Their possible removal stems from the turnover of Gateway Boulevard, Griffin Drive and Commerce Lakes Drive West from the district and WCI to Lee County. The district owns about 23 percent of Gateway roads while WCI owns the other 77.

Whether the remaining trees will be turned into sawdust, delicately removed and replanted elsewhere in the 13,000-resident community of gated developments or some other plan will be discussed by the five member district board at their 3 p.m. meeting on Thursday.

Traffic passes royal palm trees along Gateway Boulevard near the Stoneybrook community that are slated to be relocated/removed when Lee County takes over the maintenance of the road. There are 38 palm trees that are slated to be relocated and nine staying put.

Rod Senior, a district supervisor, said there is a gentleman's agreement — a legal handshake — that the roads were to be turned over to county control and maintenance. As part of the agreement the county insisted the trees be cut down because they were too close to the road by Lee County department of transportation regulations and pose a safety hazard to vehicles.

Senior said simply cutting the trees down, while certainly a cheaper decision than relocating them, is not in the best interest of Gateway overall or the environment.

Senior, who has worked many years in banking, said he has been investigating different options. He found that cutting the palms would cost about $550 per tree including stump grinding and cleanup, and more than double per tree, about $1,200, to relocate them. Replacing the trees at today's prices would cost about $2,500 per tree or about $95,000 including transplanting and full installation.

"That's the value of what's there now," he said.

The best plan by his estimation? "Leaving them roughly in the area they are in now," he said. "Put them in the right-of-way on both sides."

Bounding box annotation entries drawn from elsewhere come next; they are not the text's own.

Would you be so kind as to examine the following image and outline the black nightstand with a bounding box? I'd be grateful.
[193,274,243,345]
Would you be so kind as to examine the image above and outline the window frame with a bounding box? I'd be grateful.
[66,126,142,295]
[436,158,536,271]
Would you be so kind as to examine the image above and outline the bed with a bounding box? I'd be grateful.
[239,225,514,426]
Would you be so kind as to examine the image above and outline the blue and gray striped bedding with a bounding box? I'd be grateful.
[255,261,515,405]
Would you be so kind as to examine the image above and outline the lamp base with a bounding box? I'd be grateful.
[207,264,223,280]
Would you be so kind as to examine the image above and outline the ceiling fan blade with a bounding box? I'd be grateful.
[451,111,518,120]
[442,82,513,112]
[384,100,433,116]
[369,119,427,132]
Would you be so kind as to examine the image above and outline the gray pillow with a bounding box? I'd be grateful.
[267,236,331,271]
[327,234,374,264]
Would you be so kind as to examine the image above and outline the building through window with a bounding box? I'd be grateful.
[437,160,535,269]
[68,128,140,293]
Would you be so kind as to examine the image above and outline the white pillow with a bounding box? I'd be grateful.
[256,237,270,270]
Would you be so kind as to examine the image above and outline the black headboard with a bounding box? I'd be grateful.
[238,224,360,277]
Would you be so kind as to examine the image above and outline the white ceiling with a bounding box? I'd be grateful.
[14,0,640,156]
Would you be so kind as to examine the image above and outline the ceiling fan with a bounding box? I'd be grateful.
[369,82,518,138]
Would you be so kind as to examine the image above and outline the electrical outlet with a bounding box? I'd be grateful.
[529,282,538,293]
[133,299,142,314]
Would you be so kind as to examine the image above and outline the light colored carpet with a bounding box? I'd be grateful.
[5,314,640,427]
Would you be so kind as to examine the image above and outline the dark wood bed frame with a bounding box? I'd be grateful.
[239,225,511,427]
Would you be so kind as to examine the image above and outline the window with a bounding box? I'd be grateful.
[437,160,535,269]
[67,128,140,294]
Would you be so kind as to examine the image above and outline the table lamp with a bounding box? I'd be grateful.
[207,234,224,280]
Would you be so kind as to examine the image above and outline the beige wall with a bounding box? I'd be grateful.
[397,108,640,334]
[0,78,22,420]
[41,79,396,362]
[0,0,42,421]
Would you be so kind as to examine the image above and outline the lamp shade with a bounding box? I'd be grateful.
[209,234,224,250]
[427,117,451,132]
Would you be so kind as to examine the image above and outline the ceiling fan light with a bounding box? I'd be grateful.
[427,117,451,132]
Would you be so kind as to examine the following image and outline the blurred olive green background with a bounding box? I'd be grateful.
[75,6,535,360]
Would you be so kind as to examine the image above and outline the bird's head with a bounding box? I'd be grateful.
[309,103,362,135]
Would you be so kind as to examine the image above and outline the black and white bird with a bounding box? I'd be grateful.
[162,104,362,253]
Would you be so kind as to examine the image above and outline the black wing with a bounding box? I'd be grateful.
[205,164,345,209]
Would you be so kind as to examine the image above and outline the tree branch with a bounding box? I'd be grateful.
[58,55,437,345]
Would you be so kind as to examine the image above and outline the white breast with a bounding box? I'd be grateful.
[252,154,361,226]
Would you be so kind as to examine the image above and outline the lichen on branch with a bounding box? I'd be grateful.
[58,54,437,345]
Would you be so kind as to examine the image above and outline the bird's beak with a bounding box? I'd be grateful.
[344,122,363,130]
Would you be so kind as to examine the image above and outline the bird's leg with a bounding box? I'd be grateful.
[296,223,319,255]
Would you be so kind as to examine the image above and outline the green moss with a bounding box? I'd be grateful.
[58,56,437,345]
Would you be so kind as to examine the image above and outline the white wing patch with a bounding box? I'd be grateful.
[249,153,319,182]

Senior said there is room to place the trees far enough to be out of the county's 6-foot clearance area on roadways. And, he added, there will be landscaping of a lighter nature replaced where the palms are now.

Senior said Al O'Donnell of O'Donnell's Landscaping Service in Estero provided the information and figures for the plan.

Not everyone involved has the same opinion.

Margaret Fineberg, a fellow district supervisor and secretary of the Stoneybrook at Gateway Home Owners Association, and Joe Mikulka, president of the Stoneybrook at Gateway master HOA, would like to see the palms stay right where they are.

"The agreement (between Gateway and Lee County) is a handshake," she said. "It can still be changed."

Pink and blue ribbons are tied to 38 royal palm trees that are slated to be removed/relocated on the north end of the Gateway Boulevard near the Stoneybrook community.

Mikulka said he will propose Thursday that the trees stay put and that the median area be widened.

He said removing the trees makes it less safe by taking away impediments for vehicles that might jump the curb since replacement foliage would not stop a car, truck or bus like the palms. "There's no plan in place to deal with that," he said.

"It is much more dangerous and likely with the palms gone to have a crash," Fineberg said.

She added: "This is not about the road turnover, we want to turn it over." As a district supervisor, Fineberg voted for the turnover several times and supports Mikulka's median widening proposal.

Gateway resident Delores Linscott, a member of the road turnover committee, said the development inherited the problem of the trees when the district took over the road from developer Lennar about 11 years ago.

"(Lennar) put them where they wanted to. I don't know if the county approved that or not," she said. "Moving the trees to the outside right-of-way makes the most sense."

Senior said any decision reached Thursday will likely be tabled due to Gary Neubauer, one of the five supervisors, can't be in attendance.

"All the facts and opinions will get out there," Senior said. "I don't care how long the meeting takes."